I have been hurt… many times… and if I didn’t care anymore… maybe the hurt would go away.
I was hurt at a church early on in my ministry, back when when I was very naive. I thought that if you followed God with your heart Christians would be fine with that and you would never have any trouble even if you disagreed. I was wrong and the reality of the dark side of “mature believers” hit me very hard… and it hurt.
I have been hurt by a pastor I partnered with in ministry for a while that turned out to be my enemy. It is actually the first time I had ever considered someone my enemy in ministry.
I have been hurt by people intentionally and unintentionally. There have been changes in friendships over the years because of change in direction. Though I am still friends with them it still hurt because of the change that occurred.
I have been hurt by what people have said about me from time to time. Many times I have unable to defend myself because there is more going on than I can really speak to. In other words if I could betray others people’s confidences I could prove that their statements are wrong about me. But I can’t betray those confidences – so they are left to believe whatever they made up about me. Further more it hurts when after “a life time of investment” – one not so uncomfortable situation is enough for someone to abandon you, and believe something about you that isn’t true.

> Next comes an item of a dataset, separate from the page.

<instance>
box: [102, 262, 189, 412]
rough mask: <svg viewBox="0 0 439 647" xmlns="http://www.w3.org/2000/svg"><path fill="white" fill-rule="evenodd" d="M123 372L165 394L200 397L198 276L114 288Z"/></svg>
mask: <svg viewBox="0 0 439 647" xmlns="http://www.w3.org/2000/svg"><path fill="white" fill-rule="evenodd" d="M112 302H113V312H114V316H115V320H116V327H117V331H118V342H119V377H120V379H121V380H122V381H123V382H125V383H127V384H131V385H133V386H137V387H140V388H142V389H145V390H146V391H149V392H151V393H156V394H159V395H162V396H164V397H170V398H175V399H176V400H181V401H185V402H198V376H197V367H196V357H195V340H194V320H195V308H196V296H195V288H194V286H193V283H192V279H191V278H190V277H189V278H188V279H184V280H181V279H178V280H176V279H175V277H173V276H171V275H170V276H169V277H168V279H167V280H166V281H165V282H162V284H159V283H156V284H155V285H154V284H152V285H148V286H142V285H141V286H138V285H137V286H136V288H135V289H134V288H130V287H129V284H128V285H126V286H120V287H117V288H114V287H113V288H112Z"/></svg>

So to make a long story short, I have tried and tried and tried to be a person that doesn’t care. I have gone to great lengths to accomplish this goal. I have been very unsuccessful in my attempts. I can’t stop caring for people because God has written that design into the deepest places of my being. This is not the gift of mercy – this is the gift of caring. Those are two different things. Caring is a double edged sword, it produces a lot of good things but there are people who take it and hurt you knowing you care enough to feel the emotional pain they inflict. So what I have come to realize with the help of a long time friend, is I’ve really never stopped caring for people . It’s how God designed me. What He has done however is continued to work on my heart so that I would live that out in my life for His glory. He has never given up on stoking that gift He placed with in me.
All that to say, I’m sorry for saying I don’t care about people this past Sunday. Its just not true and even if I moved to West Virginia and became a hermit, it would only be because hurt had driven me there and If you can be hurt that much it only means you care for people a lot more than you want to admit.